Here are some useful recommendations:
- Datasets that contain personal information can only be described and shared via SND's research data catalogue if your research organization and SND have an agreement for this purpose. Here you can read more about which organizations offer their researchers this possibility and how it works in practice.
- Datasets that contain personal data cannot usually be shared with open access through SND's research data catalogue; such datasets must have restricted access.
- If you belong to an organization that does not offer the possibility of sharing sensitive data via SND, you need to ensure that the data are anonymous. You can read more about anonymization here.
- Data files should be saved in a standard, open, and non-proprietary format (see SND’s page Choosing a file format and SND's guides to good research data management).
- File and folder names should be meaningful and consistent. File names with sequential numbers or codes should be explained, for instance in a README file.
- Datasets that consist of several files should be structured in a way that is intuitive to other users. The structure and file relations can be described in a README file.
- When datasets consist of many files, it is often best to pack them into .zip archives for easier download, which can also help reduce file sizes. You can also consider splitting the entire dataset and publishing it as several separate datasets. The datasets can be marked as “related” in SND’s catalogue.

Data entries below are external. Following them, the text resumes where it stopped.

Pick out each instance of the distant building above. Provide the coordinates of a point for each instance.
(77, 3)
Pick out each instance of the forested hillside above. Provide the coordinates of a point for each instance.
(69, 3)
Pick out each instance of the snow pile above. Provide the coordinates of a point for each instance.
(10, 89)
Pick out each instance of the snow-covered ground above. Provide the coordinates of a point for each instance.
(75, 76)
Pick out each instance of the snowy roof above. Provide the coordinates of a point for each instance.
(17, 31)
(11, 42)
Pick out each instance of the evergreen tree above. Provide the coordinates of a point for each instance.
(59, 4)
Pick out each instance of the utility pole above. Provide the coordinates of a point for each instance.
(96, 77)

- Files should be cleared of irrelevant information. This includes variables that are not described, calculated variables that can be reconstructed from the primary data, or administrative data. Colours for text and formulars should be removed.

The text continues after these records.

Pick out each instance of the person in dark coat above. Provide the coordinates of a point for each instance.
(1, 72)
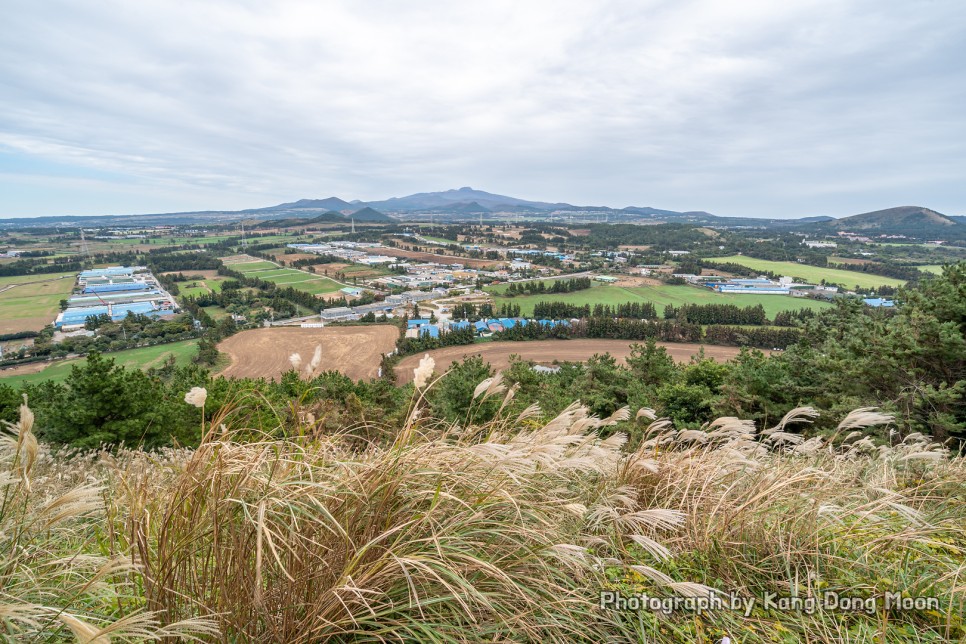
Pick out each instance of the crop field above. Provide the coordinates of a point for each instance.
(546, 352)
(300, 280)
(207, 282)
(355, 351)
(29, 302)
(660, 296)
(142, 358)
(813, 274)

- If the file format supports variable-level metadata, then by all means include relevant metadata in the data files (e.g., variable names and codes for variable values for tabular data, or information about coding standard or the meaning of different formatting etc. for textual data). The important thing is that such information is saved with the data files, the exact format is secondary.

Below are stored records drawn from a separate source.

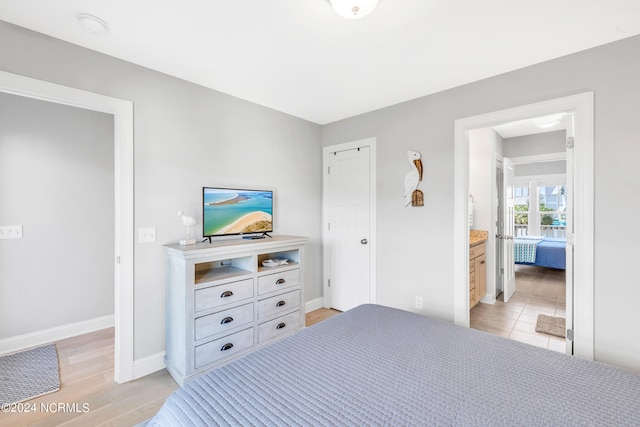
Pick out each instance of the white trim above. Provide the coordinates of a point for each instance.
(148, 365)
(539, 158)
(542, 180)
(34, 339)
(313, 305)
(583, 152)
(122, 112)
(371, 143)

Metadata is structured information used to describe and categorize digital information. Metadata makes it easier for users to search, find, and understand research material.
- You create metadata by describing a dataset using SND’s documentation tool DORIS.
- Mandatory fields represent the minimum level of metadata that SND requires. But additional information makes it easier for other users to find the dataset and understand the files’ contents.
- Metadata should be as precise as possible. If the data are from field work in Colombia and Peru, enter Colombia and Peru on the “Geographic coverage” tab, rather than just South America.
- Link to articles or other publications which describe or are based on the study data. You can also link to other related resources.
Relevant documentation must be appended to the data description so that other researchers can understand and reuse the data. Give careful thought to what kind of documentation is needed to understand the data.
- Variable lists with explanations of the contents in each variable
- Questionnaires or surveys
- Interview forms, including interview instructions
- Code lists and code books
- An inventory of the data material
- Links to articles or other publications
- Method descriptions or technical reports
- Information about how the data have been processed
- Syntax for derived variables
- End of project reports
- Instructions for how to manage the data in custom-developed software
- Fieldwork diaries or log books.
SND has no specific requirements for how documentation should be presented. What constitutes documentation, and how it is formatted, varies across research areas and within disciplines. From SND’s perspective, the contents of the documentation are the most important. If there is no existing, completed documentation, relevant information should be collected into a README file (see an example developed by Cornell).
Simply citing a published article or a report associated with the research data is rarely sufficient as documentation. Even if there is an open-access article that describes how the data were collected or created, you should include a README file that explains how the contents of the data files relate to what is described in the article. A typical README file for a tabular data set will, for example, list all the columns in the data file, describe how they link to the method description, and state the variables’ units or the values of categorical variables, explain quality codes for missing values, etc.
Also, keep in mind that someone from a different research discipline may want to reuse your research data, so the documentation should preferably be comprehensible to other research groups. Defining acronyms, abbreviations, and method descriptions – even those that are so common in your discipline that they usually need no definition – can assist researchers from other fields.